Weight Gain with Glitazone Therapy

Tommy Johnson, Pharm D, CDE

Actos (pioglitazone) and Avandia (rosiglitazone) are the commercially available thiazolidinediones, or for short “glitazones,” for lowering blood glucose levels. These agents are insulin sensitizers that decrease insulin resistance by acting as agonists of the peroxisome proliferator-activated receptors-gamma or PPARgamma. The gamma subtype can be found in vascular smooth muscle, the heart, liver, skeletal muscle and others. By decreasing insulin resistance, a decrease in serum insulin levels, improved endothelial function, decreased vascular inflammation and insulin-mediated vasorelaxation occurs. Insulin resistance also leads to an increased risk of hypertension, cardiac remodeling. With so many beneficial cardiovascular effects, why are these agents contraindicated in patients with New York Heart Association (NYHA) class III and IV heart failure?

                When used for patients with type 2 diabetes in combination with insulin, weight gain due to adipogenesis and fluid retention has been observed. The exact mechanism is unknown. It is estimated that 12% of patients with type 2 diabetes have heart failure. An estimated 5-15% of patients receiving insulin and a glitazone and 2-5% of patients receiving either glitazone as monotherapy have experienced peripheral edema. In patients that already have conditions such as heart failure or renal dysfunction, this may be serious. In an article published in Mayo Clin Proc. 2003;78:1076-1077, the question *Do Thiazolinediones Cause Congestive Heart Failure* was raised. It was found that these agents cause fluid overload, which may cause or worsen heart failure in compromised patients. But these agents also have shown positive effects on cardiac function such as increasing natriuretic peptide production and causing coronary vasodilation.

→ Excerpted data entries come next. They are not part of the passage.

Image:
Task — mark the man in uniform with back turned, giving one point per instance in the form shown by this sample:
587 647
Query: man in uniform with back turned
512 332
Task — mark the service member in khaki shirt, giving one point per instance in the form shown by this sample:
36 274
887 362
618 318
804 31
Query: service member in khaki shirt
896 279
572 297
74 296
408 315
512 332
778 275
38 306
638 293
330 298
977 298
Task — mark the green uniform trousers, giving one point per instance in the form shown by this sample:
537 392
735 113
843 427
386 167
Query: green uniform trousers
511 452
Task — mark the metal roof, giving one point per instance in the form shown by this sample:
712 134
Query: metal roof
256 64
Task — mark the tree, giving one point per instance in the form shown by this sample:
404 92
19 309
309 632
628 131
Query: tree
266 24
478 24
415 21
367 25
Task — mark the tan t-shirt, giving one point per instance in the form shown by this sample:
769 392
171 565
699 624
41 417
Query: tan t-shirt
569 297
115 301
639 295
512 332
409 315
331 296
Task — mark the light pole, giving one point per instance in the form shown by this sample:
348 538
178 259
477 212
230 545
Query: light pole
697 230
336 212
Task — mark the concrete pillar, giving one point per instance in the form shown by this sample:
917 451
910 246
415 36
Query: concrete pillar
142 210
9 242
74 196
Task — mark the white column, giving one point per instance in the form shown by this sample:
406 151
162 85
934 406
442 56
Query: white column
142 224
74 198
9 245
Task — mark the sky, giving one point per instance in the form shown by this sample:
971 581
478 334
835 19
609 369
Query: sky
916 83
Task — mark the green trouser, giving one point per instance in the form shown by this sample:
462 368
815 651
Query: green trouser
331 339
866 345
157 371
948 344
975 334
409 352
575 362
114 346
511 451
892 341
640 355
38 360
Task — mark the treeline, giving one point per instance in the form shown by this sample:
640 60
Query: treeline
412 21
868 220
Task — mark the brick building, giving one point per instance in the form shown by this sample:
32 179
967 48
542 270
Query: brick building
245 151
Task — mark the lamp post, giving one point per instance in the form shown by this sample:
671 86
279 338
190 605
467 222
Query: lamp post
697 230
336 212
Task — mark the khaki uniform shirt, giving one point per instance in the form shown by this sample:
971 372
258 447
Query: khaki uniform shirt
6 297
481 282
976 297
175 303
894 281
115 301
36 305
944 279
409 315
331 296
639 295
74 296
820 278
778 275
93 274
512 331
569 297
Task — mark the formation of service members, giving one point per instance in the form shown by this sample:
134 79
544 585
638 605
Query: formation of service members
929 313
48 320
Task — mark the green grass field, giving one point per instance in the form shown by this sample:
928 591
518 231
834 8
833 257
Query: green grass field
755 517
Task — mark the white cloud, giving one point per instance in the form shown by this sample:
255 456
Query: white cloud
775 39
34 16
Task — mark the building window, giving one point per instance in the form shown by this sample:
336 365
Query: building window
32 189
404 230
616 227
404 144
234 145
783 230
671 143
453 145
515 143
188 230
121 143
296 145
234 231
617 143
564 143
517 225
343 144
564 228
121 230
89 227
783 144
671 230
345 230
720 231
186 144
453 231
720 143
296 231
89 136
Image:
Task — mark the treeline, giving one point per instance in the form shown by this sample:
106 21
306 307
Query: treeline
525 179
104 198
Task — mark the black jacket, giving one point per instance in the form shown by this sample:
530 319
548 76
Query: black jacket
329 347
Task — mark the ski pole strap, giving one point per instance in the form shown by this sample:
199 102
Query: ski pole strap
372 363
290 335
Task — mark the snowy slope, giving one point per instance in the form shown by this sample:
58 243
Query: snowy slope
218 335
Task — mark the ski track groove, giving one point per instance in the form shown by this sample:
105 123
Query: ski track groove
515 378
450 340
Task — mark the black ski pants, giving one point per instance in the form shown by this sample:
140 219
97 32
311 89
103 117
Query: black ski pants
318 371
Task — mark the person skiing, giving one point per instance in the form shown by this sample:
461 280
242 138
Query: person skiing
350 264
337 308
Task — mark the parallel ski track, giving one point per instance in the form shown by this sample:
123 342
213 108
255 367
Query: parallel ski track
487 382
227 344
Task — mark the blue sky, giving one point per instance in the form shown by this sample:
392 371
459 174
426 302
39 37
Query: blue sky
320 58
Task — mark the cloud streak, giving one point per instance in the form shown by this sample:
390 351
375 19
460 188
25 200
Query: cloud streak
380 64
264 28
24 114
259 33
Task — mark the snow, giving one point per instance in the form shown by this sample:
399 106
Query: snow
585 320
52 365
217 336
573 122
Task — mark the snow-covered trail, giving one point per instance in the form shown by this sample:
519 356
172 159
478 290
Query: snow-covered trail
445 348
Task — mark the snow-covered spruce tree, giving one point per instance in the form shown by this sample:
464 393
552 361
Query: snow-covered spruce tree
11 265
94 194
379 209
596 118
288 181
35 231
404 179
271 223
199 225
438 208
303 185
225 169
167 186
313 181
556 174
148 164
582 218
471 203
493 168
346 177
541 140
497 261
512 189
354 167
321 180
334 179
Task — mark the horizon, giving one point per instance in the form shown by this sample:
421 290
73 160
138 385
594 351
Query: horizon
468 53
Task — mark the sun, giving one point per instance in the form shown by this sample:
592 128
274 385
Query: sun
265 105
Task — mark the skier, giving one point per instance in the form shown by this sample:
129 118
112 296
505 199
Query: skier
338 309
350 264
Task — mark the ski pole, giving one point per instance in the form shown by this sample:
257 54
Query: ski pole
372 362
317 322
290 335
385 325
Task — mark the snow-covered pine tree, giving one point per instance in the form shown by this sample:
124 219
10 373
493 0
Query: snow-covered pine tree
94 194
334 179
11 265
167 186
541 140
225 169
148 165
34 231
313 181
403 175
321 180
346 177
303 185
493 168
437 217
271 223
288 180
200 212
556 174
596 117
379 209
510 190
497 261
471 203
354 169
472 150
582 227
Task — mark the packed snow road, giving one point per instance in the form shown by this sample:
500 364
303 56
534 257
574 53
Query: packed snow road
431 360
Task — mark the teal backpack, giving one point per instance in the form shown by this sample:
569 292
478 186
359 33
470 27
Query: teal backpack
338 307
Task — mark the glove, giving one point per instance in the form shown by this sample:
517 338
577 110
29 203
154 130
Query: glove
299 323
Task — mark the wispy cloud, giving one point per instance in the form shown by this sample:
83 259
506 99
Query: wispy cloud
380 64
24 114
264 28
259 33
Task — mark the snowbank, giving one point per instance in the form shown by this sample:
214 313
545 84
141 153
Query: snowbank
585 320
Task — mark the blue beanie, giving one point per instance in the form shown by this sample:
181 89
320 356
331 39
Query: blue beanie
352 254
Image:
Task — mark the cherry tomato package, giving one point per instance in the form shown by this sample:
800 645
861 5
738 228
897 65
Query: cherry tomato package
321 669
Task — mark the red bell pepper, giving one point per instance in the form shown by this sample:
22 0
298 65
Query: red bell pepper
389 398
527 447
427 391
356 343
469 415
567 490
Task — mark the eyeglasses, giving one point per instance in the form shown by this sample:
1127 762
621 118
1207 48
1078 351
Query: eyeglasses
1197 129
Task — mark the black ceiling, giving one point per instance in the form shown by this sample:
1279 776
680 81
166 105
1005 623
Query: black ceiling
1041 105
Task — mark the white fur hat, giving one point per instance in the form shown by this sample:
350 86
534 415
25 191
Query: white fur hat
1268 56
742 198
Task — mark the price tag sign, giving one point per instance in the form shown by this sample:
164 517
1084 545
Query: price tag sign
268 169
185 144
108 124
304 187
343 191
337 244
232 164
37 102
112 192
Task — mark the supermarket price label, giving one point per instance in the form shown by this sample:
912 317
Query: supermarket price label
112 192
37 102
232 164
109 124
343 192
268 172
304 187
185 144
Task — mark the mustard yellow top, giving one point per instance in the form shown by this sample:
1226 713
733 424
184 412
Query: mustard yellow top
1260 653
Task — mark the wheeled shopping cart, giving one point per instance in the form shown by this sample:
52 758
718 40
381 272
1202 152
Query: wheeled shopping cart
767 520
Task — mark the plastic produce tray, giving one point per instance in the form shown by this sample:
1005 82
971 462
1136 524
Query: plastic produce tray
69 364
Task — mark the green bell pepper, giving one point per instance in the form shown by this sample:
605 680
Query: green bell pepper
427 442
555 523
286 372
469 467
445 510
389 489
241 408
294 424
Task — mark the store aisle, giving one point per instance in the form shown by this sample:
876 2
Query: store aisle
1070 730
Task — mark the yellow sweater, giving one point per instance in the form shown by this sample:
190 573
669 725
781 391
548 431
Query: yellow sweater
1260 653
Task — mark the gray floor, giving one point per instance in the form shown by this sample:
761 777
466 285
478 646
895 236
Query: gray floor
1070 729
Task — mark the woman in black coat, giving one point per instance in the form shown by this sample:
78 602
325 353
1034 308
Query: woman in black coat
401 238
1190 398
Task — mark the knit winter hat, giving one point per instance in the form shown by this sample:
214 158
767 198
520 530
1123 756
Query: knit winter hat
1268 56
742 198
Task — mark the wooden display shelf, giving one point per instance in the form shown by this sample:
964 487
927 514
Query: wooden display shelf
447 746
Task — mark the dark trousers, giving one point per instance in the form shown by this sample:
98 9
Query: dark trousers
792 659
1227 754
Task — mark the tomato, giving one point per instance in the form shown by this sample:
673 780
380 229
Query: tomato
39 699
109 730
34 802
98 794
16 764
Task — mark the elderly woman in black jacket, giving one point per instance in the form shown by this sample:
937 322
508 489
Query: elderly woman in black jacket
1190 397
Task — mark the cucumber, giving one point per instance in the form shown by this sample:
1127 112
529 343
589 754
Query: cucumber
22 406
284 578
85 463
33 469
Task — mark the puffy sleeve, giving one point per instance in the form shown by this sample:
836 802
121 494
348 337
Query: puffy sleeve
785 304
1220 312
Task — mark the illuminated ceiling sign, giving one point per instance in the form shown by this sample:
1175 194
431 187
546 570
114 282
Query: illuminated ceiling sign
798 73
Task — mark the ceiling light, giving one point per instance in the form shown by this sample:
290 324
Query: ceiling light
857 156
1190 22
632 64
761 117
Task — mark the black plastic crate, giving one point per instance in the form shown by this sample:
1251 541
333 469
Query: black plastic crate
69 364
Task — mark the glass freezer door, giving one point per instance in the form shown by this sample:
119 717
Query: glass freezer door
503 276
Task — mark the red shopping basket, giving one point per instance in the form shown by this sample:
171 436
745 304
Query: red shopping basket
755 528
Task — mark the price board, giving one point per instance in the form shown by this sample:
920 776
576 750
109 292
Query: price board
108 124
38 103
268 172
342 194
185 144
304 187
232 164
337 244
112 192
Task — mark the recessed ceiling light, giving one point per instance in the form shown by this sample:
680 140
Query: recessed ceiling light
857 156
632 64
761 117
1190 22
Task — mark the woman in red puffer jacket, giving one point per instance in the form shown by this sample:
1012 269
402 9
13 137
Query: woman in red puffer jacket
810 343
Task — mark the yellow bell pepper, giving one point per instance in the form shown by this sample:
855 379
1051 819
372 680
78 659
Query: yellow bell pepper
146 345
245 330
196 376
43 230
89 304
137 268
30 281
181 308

                Some of the proposed mechanisms for fluid retention and increasing the risk of or worsening of heart failure are interference with renal hemodynamics, which lead to increased sodium and water retention. Fluid retention may cause dilutional anemia due to the fact that glitazones at maximal doses may decrease hemoglobin by 2g/dl.  Increased intravascular volume of 6-7% can be seen possibly through a vascular leak mechanism caused by endothelial mediated vasodilation or increased levels of vascular endothelial growth factors. One general explanation may be that with improved blood glucose control, decreased glycosuria occurs. The fluid retention and edema are dose dependent with more problems with higher doses. In a 52-week study comparing weight gain using either a sulfonylurea (7.5 mg/d) or rosiglitazone (4 mg/d), a mean weight gain of 1.9 kg was observed with both agents. When the rosiglitazone dose was increased to 8 mg/d, a weight gain of 2.9 kg was observed. When 4 and 8 mg of rosiglitazone was added to a mean dose of 70 units/day of insulin, a 4.1 kg and 5.4 kg weight increase was seen. In a prospective, randomized study published in Diabetes Care 2003;25:708-711, as you increase the pioglitazone dose with or without insulin, weight increased. The fluid retention does not respond well to diuretics, but does respond  to lowering the dose or discontinuing the drug. This fluid retention may occur within days of starting therapy, or it may occur months afterward.

                In two articles, one in Diabetes Care 1999;22:288-293 and the other in Diabetes Res Clin Pract. 2001;181-190, the association of an increase in subcutaneous fat and a decrease in visceral fat are explored. In these articles, a shift in fat distribution and a decrease in leptin levels and increase in appetite are discussed as possible causes of weight gain when troglitazone, which has been removed from the market, was used.

                In summary, it is known that the glitazones as a class, can cause fluid retention and weight gain. The amount of weight gain is dose dependent and increases in cardiac-compromised patients. The decision to use the agents in patients with ischemic cardiomyopathy of NYHA class III or IV heart failure should be used with caution. In patients that have not previously been diagnosed with these conditions, a safe way to utilize these agents, since they have shown beneficial cardiovascular effects is to start with low doses and have the patient monitor for sudden increases in weight, shortness of breath or edema. If these signs and symptoms are noticed, the dosage should be decreased or stopped. At each visit with a diabetes educator or the clinic, evaluation of adverse effects in patients taking these agents, especially when combined with insulin, should be performed.

Tommy Johnson is an Assistant Professor of Pharmacy at the University of Georgia.